4. Sistem tataniaga yang cukup baik
Sejak dibebaskannya monopoli BULOG tahun 1998, terdapat dua mekanisme tataniaga
gula, yaitu mekanisme lelang dan mekanisme jual bebas. Sistem lelang terutama bisa dilakukan
untuk menjual gula milik pabrik gula (PG). Namun, petani juga boleh menjual gulanya melalui
lelang dan PG sendiri tidak berhak untuk mengadakan lelang. Selain dengan melalui sistem lelang,
penjualan gula milik petani sebagian besar dilakukan dengan sistem jual bebas.
b. Analisis Kelemahan
1. Aksesibilitas terhadap pupuk masih rendah
Sejak dibebaskannya tataniaga pupuk, tidak ada lagi perbedaan harga pupuk untuk
subsektor tanaman pangan dan non tanaman pangan (perkebunan). Aksesibilitas petani terhadap
pupuk menjadi rendah karena sering terjadi kelangkaan pupuk dan harga pupuk yang berfluktuasi.

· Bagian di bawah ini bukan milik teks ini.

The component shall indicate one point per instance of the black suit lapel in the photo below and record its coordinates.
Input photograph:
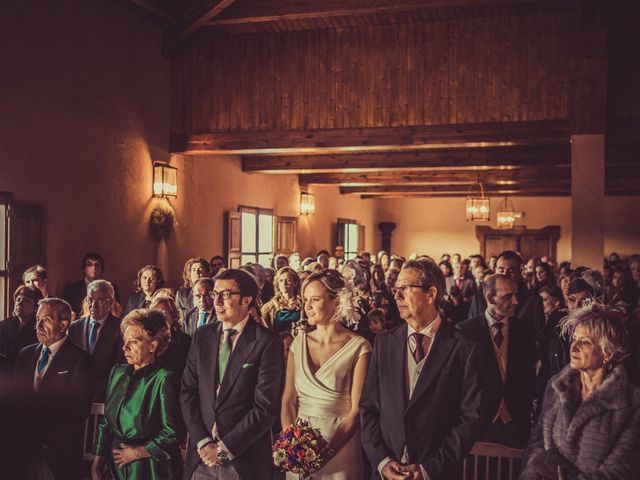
(397, 363)
(440, 350)
(245, 345)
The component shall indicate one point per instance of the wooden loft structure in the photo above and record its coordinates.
(403, 98)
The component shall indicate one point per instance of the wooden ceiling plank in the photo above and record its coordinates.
(548, 132)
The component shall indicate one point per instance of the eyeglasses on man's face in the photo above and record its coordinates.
(225, 294)
(404, 289)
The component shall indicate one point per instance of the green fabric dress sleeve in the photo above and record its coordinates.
(162, 446)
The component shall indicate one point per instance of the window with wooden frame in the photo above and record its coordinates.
(350, 236)
(256, 235)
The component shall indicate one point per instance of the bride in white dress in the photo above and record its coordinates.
(325, 375)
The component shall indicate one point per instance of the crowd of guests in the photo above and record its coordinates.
(402, 364)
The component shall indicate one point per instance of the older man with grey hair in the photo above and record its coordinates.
(99, 334)
(58, 376)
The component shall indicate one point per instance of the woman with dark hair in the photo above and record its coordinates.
(325, 375)
(139, 435)
(193, 270)
(589, 427)
(544, 276)
(283, 310)
(148, 280)
(174, 358)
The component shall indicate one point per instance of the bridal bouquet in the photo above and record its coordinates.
(299, 449)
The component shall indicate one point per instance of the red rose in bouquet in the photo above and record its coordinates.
(299, 449)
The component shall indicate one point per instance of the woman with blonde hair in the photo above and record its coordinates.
(174, 358)
(139, 435)
(326, 369)
(589, 426)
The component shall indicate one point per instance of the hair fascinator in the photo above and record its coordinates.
(153, 322)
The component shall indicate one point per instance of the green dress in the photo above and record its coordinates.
(142, 408)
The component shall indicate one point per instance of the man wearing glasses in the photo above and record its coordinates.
(99, 334)
(202, 313)
(232, 387)
(425, 397)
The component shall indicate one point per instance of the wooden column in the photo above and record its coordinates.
(587, 107)
(587, 201)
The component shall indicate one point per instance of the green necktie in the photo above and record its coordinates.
(225, 353)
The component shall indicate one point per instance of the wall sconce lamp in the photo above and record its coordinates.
(165, 180)
(506, 215)
(307, 203)
(477, 204)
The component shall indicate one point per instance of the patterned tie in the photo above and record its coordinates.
(418, 351)
(225, 353)
(44, 359)
(203, 319)
(93, 334)
(498, 338)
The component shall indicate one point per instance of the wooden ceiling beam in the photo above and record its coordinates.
(446, 159)
(350, 140)
(268, 11)
(198, 17)
(408, 177)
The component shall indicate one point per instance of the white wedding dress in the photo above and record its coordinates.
(324, 398)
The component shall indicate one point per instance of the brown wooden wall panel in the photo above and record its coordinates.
(446, 71)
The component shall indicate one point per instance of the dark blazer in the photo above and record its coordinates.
(191, 321)
(174, 358)
(64, 396)
(13, 338)
(518, 389)
(107, 352)
(529, 309)
(247, 404)
(136, 300)
(75, 292)
(450, 406)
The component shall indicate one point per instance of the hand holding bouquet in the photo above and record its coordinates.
(299, 449)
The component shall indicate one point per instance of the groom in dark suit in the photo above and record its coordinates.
(232, 387)
(425, 398)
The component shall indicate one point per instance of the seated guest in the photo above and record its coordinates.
(175, 357)
(36, 276)
(590, 418)
(99, 334)
(18, 331)
(61, 374)
(217, 263)
(92, 269)
(510, 359)
(139, 435)
(148, 281)
(194, 269)
(202, 313)
(283, 310)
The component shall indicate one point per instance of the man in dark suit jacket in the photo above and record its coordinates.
(92, 269)
(202, 313)
(99, 334)
(529, 308)
(18, 331)
(61, 376)
(232, 388)
(425, 399)
(509, 359)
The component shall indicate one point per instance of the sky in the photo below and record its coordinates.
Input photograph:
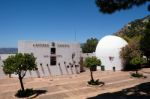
(59, 20)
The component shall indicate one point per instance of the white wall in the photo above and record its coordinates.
(63, 54)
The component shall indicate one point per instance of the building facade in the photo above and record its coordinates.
(52, 58)
(108, 51)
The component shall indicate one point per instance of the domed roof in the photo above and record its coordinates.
(110, 46)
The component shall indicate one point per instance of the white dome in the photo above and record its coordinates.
(110, 46)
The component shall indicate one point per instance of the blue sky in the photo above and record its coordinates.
(59, 20)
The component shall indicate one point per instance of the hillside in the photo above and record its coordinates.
(133, 28)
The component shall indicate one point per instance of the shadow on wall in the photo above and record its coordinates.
(141, 91)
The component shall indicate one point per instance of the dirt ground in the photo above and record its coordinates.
(72, 86)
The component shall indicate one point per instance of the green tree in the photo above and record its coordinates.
(145, 42)
(131, 52)
(91, 63)
(19, 65)
(90, 45)
(111, 6)
(136, 62)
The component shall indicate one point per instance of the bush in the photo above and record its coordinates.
(138, 75)
(96, 82)
(25, 93)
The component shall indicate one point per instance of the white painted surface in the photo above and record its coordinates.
(110, 46)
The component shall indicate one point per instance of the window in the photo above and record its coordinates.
(53, 50)
(53, 60)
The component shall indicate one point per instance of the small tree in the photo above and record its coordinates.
(19, 64)
(92, 62)
(136, 62)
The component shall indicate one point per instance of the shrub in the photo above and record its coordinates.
(25, 93)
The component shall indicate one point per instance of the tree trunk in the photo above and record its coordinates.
(21, 83)
(136, 71)
(91, 72)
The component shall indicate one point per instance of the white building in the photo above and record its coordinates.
(53, 58)
(108, 51)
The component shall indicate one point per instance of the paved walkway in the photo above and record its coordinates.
(72, 86)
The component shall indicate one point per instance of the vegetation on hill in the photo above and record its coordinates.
(19, 65)
(111, 6)
(134, 28)
(137, 35)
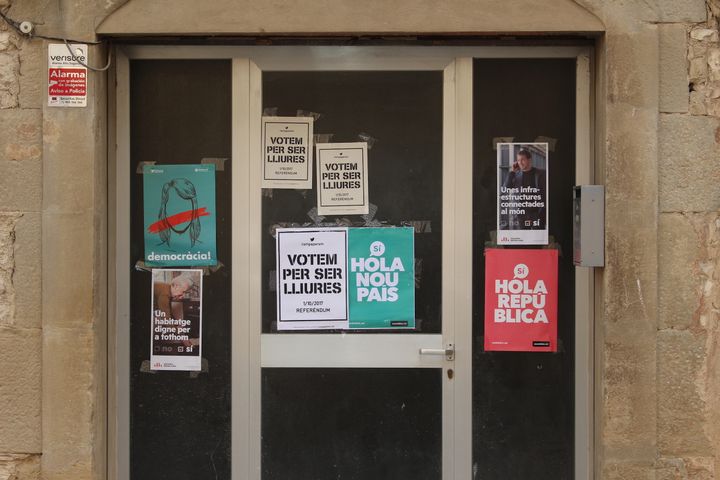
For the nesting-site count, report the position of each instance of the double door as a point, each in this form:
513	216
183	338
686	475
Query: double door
360	403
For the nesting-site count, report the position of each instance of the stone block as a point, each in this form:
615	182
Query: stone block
674	93
680	284
7	267
32	74
20	160
629	57
20	377
68	159
19	466
628	471
26	280
629	410
681	398
671	469
9	79
692	11
69	393
67	276
689	162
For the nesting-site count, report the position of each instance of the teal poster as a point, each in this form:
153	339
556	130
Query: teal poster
179	205
381	265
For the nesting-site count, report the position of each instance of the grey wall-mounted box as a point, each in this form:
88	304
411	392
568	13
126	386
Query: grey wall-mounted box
589	226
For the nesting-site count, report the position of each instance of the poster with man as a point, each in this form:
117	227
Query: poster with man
179	206
522	186
176	320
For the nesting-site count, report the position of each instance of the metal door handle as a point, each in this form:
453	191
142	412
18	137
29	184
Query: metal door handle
448	351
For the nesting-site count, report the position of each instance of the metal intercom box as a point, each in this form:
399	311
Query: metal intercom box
589	226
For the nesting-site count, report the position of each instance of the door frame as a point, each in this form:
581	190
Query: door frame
247	62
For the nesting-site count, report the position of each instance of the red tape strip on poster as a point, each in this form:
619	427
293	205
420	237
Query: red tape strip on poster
521	300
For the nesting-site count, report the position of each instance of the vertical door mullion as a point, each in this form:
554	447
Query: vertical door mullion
463	254
240	411
255	250
584	282
448	266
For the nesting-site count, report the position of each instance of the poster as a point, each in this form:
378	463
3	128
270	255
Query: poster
342	178
312	284
522	186
67	78
179	205
382	277
521	288
176	334
287	152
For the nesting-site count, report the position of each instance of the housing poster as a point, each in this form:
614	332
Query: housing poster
179	206
521	300
312	284
522	186
176	334
342	187
287	152
382	277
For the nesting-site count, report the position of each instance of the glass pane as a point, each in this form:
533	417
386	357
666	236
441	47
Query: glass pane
400	115
523	404
354	424
180	422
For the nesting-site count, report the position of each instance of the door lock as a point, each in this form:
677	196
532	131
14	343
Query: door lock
448	351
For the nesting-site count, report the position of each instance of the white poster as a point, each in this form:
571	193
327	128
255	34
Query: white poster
287	152
312	278
342	178
522	186
67	77
176	333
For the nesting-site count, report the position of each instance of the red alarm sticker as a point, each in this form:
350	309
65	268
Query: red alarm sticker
521	300
67	75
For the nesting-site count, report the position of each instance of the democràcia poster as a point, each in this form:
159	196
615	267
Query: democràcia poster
180	216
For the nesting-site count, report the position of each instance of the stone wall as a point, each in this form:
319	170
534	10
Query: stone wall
657	345
688	338
20	255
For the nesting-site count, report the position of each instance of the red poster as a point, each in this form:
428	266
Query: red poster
521	300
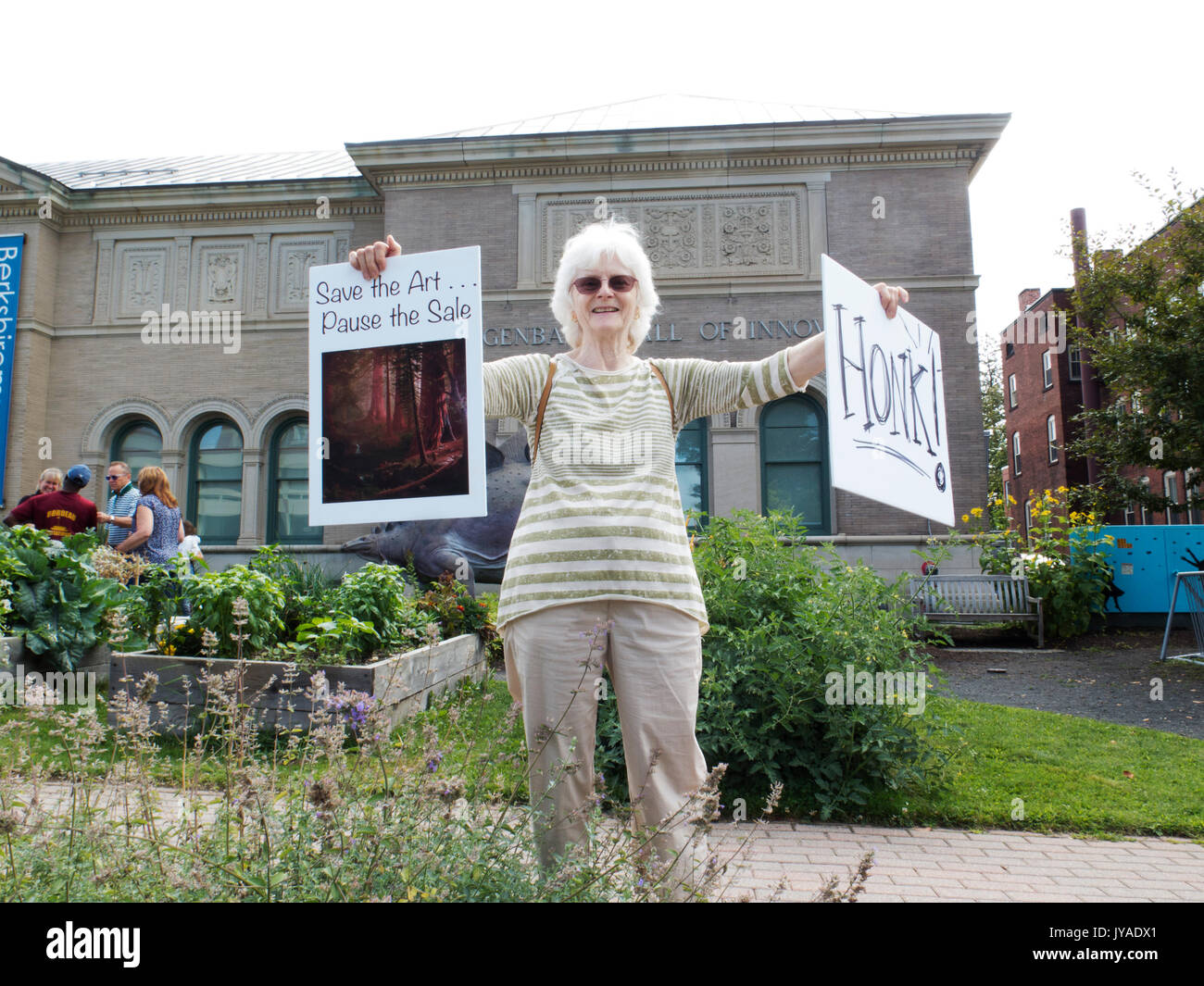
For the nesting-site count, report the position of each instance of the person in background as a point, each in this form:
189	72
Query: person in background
157	528
191	547
63	512
48	481
123	499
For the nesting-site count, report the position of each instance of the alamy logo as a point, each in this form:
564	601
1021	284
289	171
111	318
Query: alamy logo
53	688
193	328
94	942
883	688
597	447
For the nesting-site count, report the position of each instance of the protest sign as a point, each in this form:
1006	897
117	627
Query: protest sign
396	409
886	400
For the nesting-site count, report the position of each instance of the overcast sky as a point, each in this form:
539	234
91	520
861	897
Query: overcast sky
1096	91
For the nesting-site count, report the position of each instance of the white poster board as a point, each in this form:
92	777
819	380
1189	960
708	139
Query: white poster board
886	400
396	409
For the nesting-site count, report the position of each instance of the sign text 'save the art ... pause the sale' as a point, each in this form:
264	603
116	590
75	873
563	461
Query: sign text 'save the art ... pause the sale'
886	401
396	406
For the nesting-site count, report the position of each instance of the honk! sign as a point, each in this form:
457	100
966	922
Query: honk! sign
886	401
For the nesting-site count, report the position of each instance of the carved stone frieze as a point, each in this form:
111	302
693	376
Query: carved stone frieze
220	273
144	277
706	233
293	257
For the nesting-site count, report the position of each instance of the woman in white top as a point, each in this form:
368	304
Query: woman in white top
600	569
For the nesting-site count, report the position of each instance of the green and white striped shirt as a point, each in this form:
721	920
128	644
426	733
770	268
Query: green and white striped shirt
602	517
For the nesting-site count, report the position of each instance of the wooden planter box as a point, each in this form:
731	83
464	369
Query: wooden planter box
404	682
13	653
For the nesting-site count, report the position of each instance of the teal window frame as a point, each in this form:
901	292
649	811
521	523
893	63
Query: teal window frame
698	426
767	413
121	433
194	448
313	536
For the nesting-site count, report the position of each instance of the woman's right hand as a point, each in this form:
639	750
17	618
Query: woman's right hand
370	260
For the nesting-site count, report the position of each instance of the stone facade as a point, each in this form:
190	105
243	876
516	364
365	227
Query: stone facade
734	219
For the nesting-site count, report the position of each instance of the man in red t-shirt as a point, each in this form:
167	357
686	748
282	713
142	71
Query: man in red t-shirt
59	513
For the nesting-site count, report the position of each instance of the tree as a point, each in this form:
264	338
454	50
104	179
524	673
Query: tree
1143	313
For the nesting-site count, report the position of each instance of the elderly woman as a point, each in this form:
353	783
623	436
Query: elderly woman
157	526
600	566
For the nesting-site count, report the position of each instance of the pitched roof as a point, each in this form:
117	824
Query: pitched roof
201	170
672	109
666	111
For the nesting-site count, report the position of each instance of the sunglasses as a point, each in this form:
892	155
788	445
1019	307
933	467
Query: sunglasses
591	285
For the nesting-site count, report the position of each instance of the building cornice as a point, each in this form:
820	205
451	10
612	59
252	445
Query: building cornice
188	205
820	144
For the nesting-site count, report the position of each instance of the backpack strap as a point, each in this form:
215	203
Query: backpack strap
669	393
538	417
546	390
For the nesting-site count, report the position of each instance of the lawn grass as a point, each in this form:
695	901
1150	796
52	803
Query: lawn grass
1072	774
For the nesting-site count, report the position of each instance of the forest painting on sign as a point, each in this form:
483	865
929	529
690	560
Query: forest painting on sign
396	423
396	407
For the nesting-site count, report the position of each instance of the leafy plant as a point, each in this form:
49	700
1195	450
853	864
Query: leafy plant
376	593
784	617
336	641
306	586
213	596
58	598
1062	561
454	607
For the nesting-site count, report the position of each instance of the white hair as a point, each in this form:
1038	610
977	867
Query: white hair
617	241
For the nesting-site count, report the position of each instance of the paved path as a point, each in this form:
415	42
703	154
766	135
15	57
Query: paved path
954	865
909	864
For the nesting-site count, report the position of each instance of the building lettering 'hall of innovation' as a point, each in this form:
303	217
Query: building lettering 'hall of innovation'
734	217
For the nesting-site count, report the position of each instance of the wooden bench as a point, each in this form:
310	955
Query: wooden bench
976	600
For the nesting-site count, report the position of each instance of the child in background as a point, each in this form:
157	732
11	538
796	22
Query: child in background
191	547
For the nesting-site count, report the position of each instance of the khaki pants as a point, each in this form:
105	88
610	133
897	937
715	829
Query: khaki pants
554	662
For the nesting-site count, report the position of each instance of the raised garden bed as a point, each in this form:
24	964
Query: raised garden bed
15	654
404	682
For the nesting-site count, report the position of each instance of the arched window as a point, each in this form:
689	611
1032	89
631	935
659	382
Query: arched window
691	466
137	443
215	462
288	485
795	461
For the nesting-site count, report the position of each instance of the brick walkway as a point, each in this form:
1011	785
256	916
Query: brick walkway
909	864
954	865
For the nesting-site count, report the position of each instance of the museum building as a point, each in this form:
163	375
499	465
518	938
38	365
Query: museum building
734	215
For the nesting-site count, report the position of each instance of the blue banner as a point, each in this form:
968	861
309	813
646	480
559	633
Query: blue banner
10	297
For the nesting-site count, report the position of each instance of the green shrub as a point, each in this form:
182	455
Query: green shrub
376	593
58	600
783	618
306	586
1062	560
212	597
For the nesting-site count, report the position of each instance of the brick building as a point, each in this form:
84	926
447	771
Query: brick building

Jika petani sulit mendapatkan pupuk dalam waktu, jumlah, dan harga yang tepat maka akan terjadi
keterlambatan pemberian pupuk. Hal ini dapat berdampak pada rendahnya mutu hasil tebu.
2. Penggunaan bibit yang kurang baik
Penggunaan bibit varietas unggul baru belum dapat dilaksanakan seluruhnya oleh petani.
Saat ini masih banyak petani yang menggunakan varietas unggul lama karena menanam tebu
dengan cara keprasan. Berdasarkan Dirjen Perkebunan (2006), proporsi tanaman keprasan yang
mencapai lebih dari 75 persen dari total tanaman tebu akan menghambat peningkatan produktivitas
karena produktivitas tanaman keprasan sekitar 80 persen dari produktivitas tanaman pertamanya.
3. Kurangnya modal untuk usahatani dan pabrik gula
Keterbatasan modal merupakan masalah utama yang dihadapi oleh sebagian besar petani
tebu. Permodalan yang berasal dari lembaga perbankan penyalurannya sering tidak tepat waktu
dan jumlah. Hal ini berdampak pada ketidaktepatan waktu tanam dan tidak optimal penerapan
teknologi. Selain petani, PG terutama PG BUMN juga mengalami keterbatasan modal untuk
rehabilitasi pabrik karena harus menanggung beban hutang manajemen sebelumnya. Hal ini
mengakibatkan sebagian besar keuntungan yang diperoleh digunakan untuk cicilan hutang.
Industri gula BUMN juga diwajibkan menyetorkan keuntungan ke Kas Negara yang dapat
mempersulit likuiditas keuangannya (Dirjen Perkebunan 2006).
4. Infrastruktur yang ada sebagian besar kurang memadai
Ketersediaan infrastruktur merupakan syarat untuk mengembangkan agribisnis gula.
Agribisnis gula memerlukan sarana komunikasi, sarana irigasi, sarana transportasi, dan sarana
pengangkutan dan pendistribusian tebu dan gula. Infrastruktur yang ada saat ini sebagian besar
kurang memadai terutama infrastruktur PG BUMN. Sebagai contoh irigasi untuk lahan sawah di
daerah Jawa sudah menurun kualitasnya karena kerusakan alam.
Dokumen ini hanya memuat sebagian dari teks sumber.